The cranes are taller than the London Eye. They came across the world on ships - 1,848-tonne quayside machines built in Shanghai, with booms 138 metres high - and they sit now on the north shore of the Thames, lifting boxes off vessels four football fields long. Until 1999 this same stretch of riverbank was Shell Haven, one of the largest oil refineries in Britain. Where the storage tanks once stood, 16 quay cranes wait for ships that carry as much cargo as the entire Royal Navy of Nelson's day.
The land has 1,500 acres of industrial history. Shell first opened a refinery here in 1916. For most of the twentieth century, this corner of Thurrock was where crude oil arrived from Persia and Venezuela and the North Sea, was cracked into petrol and diesel, and was distributed across southeast England. The refinery closed in 1999 as Britain's refining capacity shifted, and for a decade the site sat empty. Then in May 2006, Prime Minister Gordon Brown identified the Shell Haven site as one of four economic hubs needed to regenerate the Thames Gateway corridor east of London. DP World, the Dubai-based ports operator, took on the project. The 2008 financial crisis nearly killed it - Moody's downgraded DP World's debt to junk in December 2009 - but construction had already begun in February 2010, and the financing held.
Before any cranes could land, contractors had to make the river deep enough. The first stage of construction was a £400 million dredging and reclamation programme led by Laing O'Rourke and Dredging International, scraping a 17-metre channel up the shifting sands of the outer Thames. The largest container ships in the world now arrive here, sometimes 400 metres long and 60 metres wide. They anchor off the Suffolk coast and wait for a pilot vessel from Harwich to escort them up the estuary, through sandbanks that change shape with every tide. The MOL Caledon was first to dock, on 6 November 2013, carrying 58,000 tonnes of South African fruit and wine. The port was officially open. Most of its customers had to be talked into using it - the global shipping alliances had been calling at Felixstowe and Southampton for decades.

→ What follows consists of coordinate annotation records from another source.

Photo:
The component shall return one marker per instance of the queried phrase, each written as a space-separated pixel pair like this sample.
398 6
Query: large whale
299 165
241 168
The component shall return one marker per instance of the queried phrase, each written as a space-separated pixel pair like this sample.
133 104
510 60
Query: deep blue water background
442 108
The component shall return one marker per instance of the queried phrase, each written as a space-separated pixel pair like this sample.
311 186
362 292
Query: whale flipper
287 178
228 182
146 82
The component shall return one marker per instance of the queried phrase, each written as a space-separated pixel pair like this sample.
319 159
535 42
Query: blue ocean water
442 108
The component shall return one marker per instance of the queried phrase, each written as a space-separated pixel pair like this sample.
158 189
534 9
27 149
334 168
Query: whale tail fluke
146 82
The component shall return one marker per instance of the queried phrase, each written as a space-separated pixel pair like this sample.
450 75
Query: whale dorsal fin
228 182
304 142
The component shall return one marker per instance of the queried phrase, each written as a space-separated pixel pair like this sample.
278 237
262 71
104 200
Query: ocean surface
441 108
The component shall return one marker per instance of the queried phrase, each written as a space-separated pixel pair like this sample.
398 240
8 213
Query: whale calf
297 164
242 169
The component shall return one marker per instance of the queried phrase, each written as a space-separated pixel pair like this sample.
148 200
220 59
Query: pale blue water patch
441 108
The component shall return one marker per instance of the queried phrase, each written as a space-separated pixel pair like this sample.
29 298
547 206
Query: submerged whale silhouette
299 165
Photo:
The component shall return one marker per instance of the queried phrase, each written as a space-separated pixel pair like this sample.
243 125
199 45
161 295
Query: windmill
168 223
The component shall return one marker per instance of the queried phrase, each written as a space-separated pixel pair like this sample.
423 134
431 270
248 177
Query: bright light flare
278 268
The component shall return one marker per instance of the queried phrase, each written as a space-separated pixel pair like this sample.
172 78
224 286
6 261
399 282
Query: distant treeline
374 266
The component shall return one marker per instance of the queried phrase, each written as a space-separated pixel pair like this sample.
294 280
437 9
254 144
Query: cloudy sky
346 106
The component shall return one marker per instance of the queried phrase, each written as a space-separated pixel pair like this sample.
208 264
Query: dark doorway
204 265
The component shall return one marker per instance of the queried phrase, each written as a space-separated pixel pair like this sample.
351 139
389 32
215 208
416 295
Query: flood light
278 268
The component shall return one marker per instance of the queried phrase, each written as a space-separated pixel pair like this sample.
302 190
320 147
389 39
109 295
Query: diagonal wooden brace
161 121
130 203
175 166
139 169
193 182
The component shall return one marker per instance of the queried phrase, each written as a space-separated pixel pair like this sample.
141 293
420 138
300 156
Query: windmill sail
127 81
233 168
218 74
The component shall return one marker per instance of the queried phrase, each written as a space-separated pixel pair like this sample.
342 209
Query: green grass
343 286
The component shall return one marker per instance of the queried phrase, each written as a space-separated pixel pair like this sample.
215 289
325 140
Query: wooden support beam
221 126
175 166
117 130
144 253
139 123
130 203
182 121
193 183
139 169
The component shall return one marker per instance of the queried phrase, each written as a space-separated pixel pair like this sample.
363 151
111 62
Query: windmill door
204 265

The yard behind the quay is a strange landscape. Containers are stacked, retrieved and shuffled by 78 automated cranes - 39 working the land side, 39 the ship side - that run on rails between rows without any operator on board. Software from Kalmar and Cargotec choreographs the moves. Hauliers book slots through an online system and meet their containers at automated gates. The human operators are upstairs, in a control room overlooking the quay, driving the 16 manual ship-to-shore cranes by remote camera. Each crane can lift four 20-foot containers in a single move, up to 80 tonnes at once. The boom of one of these machines, fully raised, is taller than the London Eye. Because there is no one walking among the stacks, the port is safer than traditional terminals. It also barely closes for weather - five hours in three and a half years, by the operator's own count, while other UK deep-sea ports lose days to wind.
For three years after opening, London Gateway struggled. The big shipping alliances had committed slots at older ports and saw no reason to move. Then in March 2017, THE Alliance - a consortium of Hapag-Lloyd, NYK Line, K-Line, Mitsui-OSK and Yang Ming - announced it would use London Gateway as its UK port of call on the Asia-Europe trade. Around 17 percent of all UK imports come from Asia, and that single announcement turned the port into a major node in the global supply chain. The first rail freight service from the UK to China left this terminal on 10 April 2017, bound for Yiwu in Zhejiang province by way of France, Belgium, Germany, Poland, Belarus, Russia and Kazakhstan. The journey took 19 days. Lidl opened its first UK warehouse on the logistics park in 2017. UPS opened a 32,000-square-metre sorting hub in 2018 - one of the firm's largest infrastructure investments outside the United States.
The port currently runs three deep-water berths. The plan is for six, with 24 quay cranes and 2,700 metres of quayside, giving an annual capacity of 3.5 million containers when fully built out. In 2021 it handled 1.8 million. The development order over the logistics park is the largest of its kind in the UK, designed to fast-track planning - UPS got consent in 17 days. When the port is fully operational, DP World estimates it will save 65 million heavy-goods-vehicle miles per year and remove 2,000 trucks daily from southern English roads, with cargo arriving as close to its inland destinations as the river will allow. From the air the site is unmistakable: a band of pastel-blue and rust-red containers stacked in geometric grids, with the white booms of the cranes leaning over the river like enormous question marks.
DP World London Gateway sits at 51.5052 degrees North, 0.4902 East, on the north bank of the Thames in Thurrock, Essex, about 30 miles east of central London. Best viewed at 2,000 to 4,000 feet. The terminal is unmistakable from the air - massive rectangular grids of containers, sixteen tall white quay cranes along the river, and the long straight access road off the A13. London Southend Airport (EGMC) lies about 6 nautical miles east-northeast; London City (EGLC) is 15 nm west-northwest. The Thames itself widens noticeably here as it begins its run to the open sea.